The original observational part in CHAT (i.e., section B) is omitted in this screening instrument. Screening Tool for Autism in Two-Year-Olds (STAT) The STAT is an interactive screening measure for autism. It is designed specifically to differentiate autism from other developmental disorders. The tool is administered through a 20-minute play interaction involving 12 activities. Clinicians using the screening tool sample three areas of interaction with the child, including play (both pretend and reciprocal social play), motor imitation, and nonverbal communicative development.
The Autism Spectrum Screening Questionnaire (ASSQ) – The ASSQ is a useful, brief screening device for the identification of ASD in clinical settings. The ASSQ consists of a 27-item checklist that is completed by parents or caretakers of a child who appears to have symptoms characteristic of Asperger syndrome and other high-functioning ASD. It is a valid screening tool for children and adolescents with normal intelligence or mild mental retardation.
Gilliam Autism Rating Scale (GARS) Gilliam Autism Rating Scale (GARS) – is a checklist designed to be used by parents, teachers, and professionals to help identify and estimate the severity of symptoms of autism in individuals between the ages of 3 and22 years. It is based on criteria from the American Psychiatric Association and groups items into four subtests- stereotyped behaviors, communication, social interaction, and an optional test, which describes development in the first 3 years of life.
Childhood Autism Rating Scale (CARS) – This screening aid in evaluating a child’s body movements, adaptation to change, listening response, verbal communication, and relationship to people. It is suitable for use with children over 2 years of age. The examiner observes the child and obtains relevant information from the parents. The child’s behavior is rated on a scale based on deviation from the typical behavior of children of the same age.

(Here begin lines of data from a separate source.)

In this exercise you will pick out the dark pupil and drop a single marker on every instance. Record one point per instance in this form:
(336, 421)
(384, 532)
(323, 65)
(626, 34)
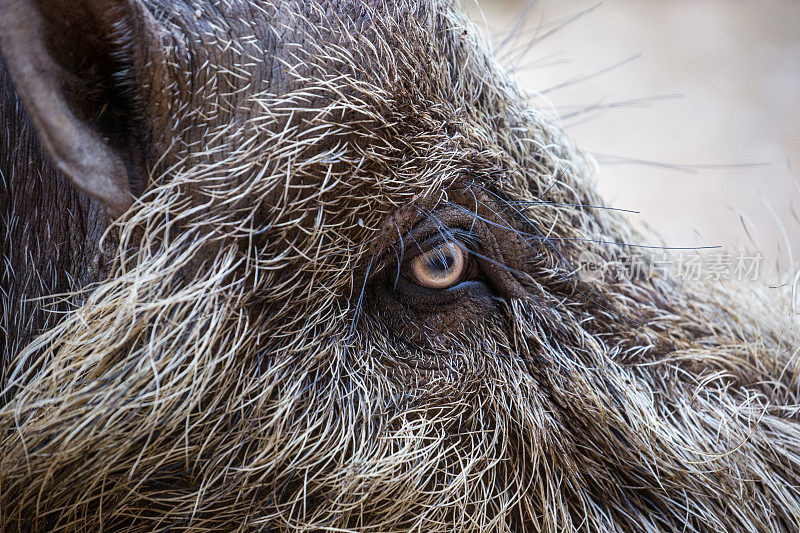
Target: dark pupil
(441, 262)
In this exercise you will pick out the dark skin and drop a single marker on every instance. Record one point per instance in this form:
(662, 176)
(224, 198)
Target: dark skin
(263, 348)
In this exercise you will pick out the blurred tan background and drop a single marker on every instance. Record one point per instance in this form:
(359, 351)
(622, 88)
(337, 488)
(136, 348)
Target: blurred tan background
(710, 85)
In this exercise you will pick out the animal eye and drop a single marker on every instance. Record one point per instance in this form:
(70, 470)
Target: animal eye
(441, 267)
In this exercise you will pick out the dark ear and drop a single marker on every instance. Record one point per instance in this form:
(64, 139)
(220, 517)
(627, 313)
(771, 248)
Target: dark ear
(76, 65)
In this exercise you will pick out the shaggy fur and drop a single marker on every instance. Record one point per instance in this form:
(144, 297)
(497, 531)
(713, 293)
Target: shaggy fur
(248, 363)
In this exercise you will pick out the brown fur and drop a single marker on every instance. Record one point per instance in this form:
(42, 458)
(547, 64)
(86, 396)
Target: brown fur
(248, 362)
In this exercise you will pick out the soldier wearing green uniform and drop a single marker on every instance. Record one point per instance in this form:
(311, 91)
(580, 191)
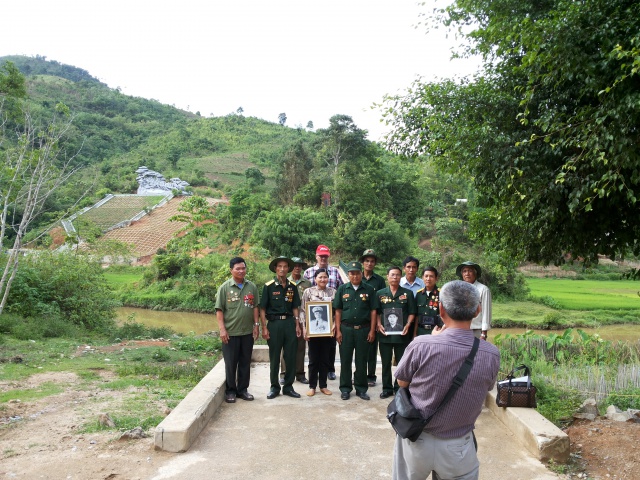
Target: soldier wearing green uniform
(279, 305)
(302, 283)
(355, 315)
(401, 300)
(237, 315)
(428, 301)
(369, 259)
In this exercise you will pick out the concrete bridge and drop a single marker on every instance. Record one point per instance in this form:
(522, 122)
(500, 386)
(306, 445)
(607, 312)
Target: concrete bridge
(324, 437)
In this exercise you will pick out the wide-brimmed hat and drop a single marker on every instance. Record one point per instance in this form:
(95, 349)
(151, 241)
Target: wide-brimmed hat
(299, 261)
(274, 262)
(469, 264)
(354, 267)
(369, 252)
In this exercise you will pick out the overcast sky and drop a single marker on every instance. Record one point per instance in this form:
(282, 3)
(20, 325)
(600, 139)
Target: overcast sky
(310, 60)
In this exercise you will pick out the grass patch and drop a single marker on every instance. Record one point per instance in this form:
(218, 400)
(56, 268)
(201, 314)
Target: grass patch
(124, 422)
(588, 294)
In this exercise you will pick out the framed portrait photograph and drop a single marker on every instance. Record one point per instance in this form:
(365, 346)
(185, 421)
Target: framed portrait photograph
(319, 319)
(392, 321)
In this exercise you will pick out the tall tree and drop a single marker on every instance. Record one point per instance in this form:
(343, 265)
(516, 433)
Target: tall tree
(33, 170)
(547, 132)
(341, 141)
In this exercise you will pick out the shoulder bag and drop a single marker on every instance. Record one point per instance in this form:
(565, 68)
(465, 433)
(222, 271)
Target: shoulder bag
(406, 419)
(517, 392)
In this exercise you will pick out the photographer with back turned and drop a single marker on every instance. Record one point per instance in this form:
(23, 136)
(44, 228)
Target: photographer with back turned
(446, 446)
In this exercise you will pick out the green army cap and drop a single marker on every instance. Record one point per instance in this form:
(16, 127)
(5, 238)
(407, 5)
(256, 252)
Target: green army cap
(299, 261)
(369, 252)
(469, 264)
(354, 266)
(274, 262)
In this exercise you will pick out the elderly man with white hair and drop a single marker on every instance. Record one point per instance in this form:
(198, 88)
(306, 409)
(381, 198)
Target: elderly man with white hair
(446, 447)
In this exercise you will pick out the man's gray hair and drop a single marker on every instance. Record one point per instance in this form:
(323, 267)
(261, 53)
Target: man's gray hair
(460, 300)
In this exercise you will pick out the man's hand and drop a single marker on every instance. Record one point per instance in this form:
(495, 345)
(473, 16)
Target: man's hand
(224, 336)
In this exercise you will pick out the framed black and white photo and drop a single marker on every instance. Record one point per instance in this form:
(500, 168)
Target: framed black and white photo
(319, 319)
(392, 321)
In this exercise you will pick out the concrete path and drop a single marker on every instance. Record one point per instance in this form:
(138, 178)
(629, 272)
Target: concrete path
(323, 437)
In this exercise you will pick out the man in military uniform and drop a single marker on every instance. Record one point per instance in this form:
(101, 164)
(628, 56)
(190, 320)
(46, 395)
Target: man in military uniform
(335, 280)
(428, 302)
(470, 272)
(397, 299)
(355, 315)
(279, 306)
(237, 315)
(411, 281)
(302, 283)
(369, 260)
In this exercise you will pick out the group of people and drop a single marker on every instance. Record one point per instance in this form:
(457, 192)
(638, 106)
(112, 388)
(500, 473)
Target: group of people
(404, 316)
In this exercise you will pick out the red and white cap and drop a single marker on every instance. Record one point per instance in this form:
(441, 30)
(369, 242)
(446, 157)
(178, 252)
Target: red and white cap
(323, 250)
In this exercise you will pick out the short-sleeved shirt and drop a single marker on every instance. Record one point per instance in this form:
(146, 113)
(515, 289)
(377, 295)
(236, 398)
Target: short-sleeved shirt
(356, 304)
(483, 320)
(428, 304)
(302, 284)
(375, 280)
(417, 284)
(404, 300)
(237, 305)
(279, 299)
(429, 364)
(335, 280)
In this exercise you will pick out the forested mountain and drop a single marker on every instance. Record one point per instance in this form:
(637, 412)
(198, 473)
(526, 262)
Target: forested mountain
(275, 177)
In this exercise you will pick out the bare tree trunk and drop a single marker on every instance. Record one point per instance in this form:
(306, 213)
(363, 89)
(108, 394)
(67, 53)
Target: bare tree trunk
(37, 173)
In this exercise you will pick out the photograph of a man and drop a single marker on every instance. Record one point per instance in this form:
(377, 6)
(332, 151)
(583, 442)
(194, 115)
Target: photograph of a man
(393, 324)
(319, 323)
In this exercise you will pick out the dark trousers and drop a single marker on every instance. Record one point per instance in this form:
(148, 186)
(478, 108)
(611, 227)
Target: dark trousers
(354, 341)
(282, 338)
(332, 364)
(237, 363)
(319, 360)
(372, 360)
(387, 351)
(299, 359)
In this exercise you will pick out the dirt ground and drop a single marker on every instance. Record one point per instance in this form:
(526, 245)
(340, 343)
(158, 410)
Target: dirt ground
(605, 449)
(43, 438)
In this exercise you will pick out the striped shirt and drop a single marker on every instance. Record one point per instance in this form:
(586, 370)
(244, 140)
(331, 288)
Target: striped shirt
(429, 364)
(334, 276)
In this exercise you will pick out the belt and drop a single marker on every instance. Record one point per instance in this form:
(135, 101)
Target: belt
(356, 327)
(278, 317)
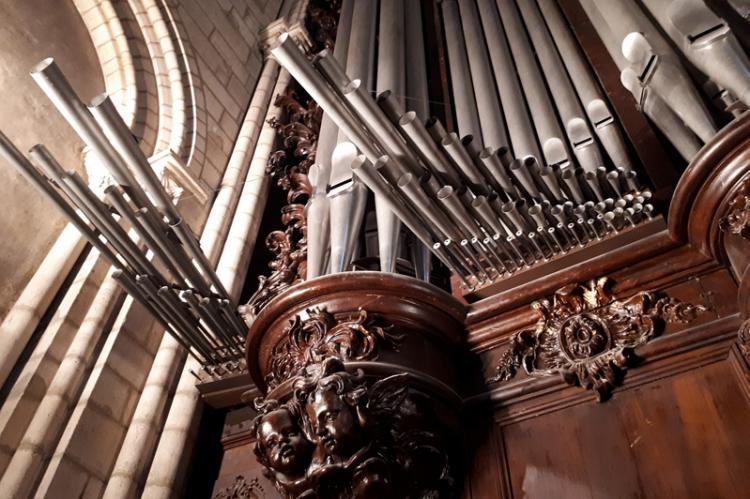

Autism Diagnosis Interview–Revised (ADI–R) – The ADI–R is a structured interview that contains over 100 items and is conducted with a caregiver. It consists of four main factors: the child’s communication, social interaction, repetitive behaviors, and age-of-onset symptoms.
Autism Diagnostic Observation Schedule-Generic (ADOS-G) – The ADOS-G is a semi structured, standardized assessment of communication, social interaction, and play or imaginative use of materials for individuals who have been referred because of possible autism or ASD. The ADOS-G is an observational measure used to elicit socio-communicative behaviors that are often delayed, abnormal, or absent in children with autism. The clinician uses structured activities and materials to provide standard contexts in which social interactions, communication, and other behaviors relevant to ASD can be observed. The ADOS-G can be used to evaluate individuals at different developmental levels and chronological ages.
Terms:
Checklist for Autism in Toddlers (CHAT) – A checklist to be used by general practitioners at 18 months to see if a child has autism.
Gilliam Autism Rating Scale (GARS) – This is a screening checklist designed to be used by parents, teachers, and professionals to help to identify autistic children.
Gilliam Autism Rating Scale (GARS) – This is a screening checklist designed to be used by parents, teachers, and professionals to help to identify autistic children.
Stereotyped behaviors – A common finding with autistic patients. These are repetitive, apparently nonfunctional behaviors, such as rocking and hand flapping; these behaviors are repeated many times.
Childhood Autism Rating Scale (CARS) – An autism screening test developed at Treatment and Education of Autistic and Related Communication- Handicapped Children (TEACCH).The child is rated in 15 areas on a scale up to 4 yielding a total up to 60; ranges are considered to be no autistic, autistic, and severely autistic.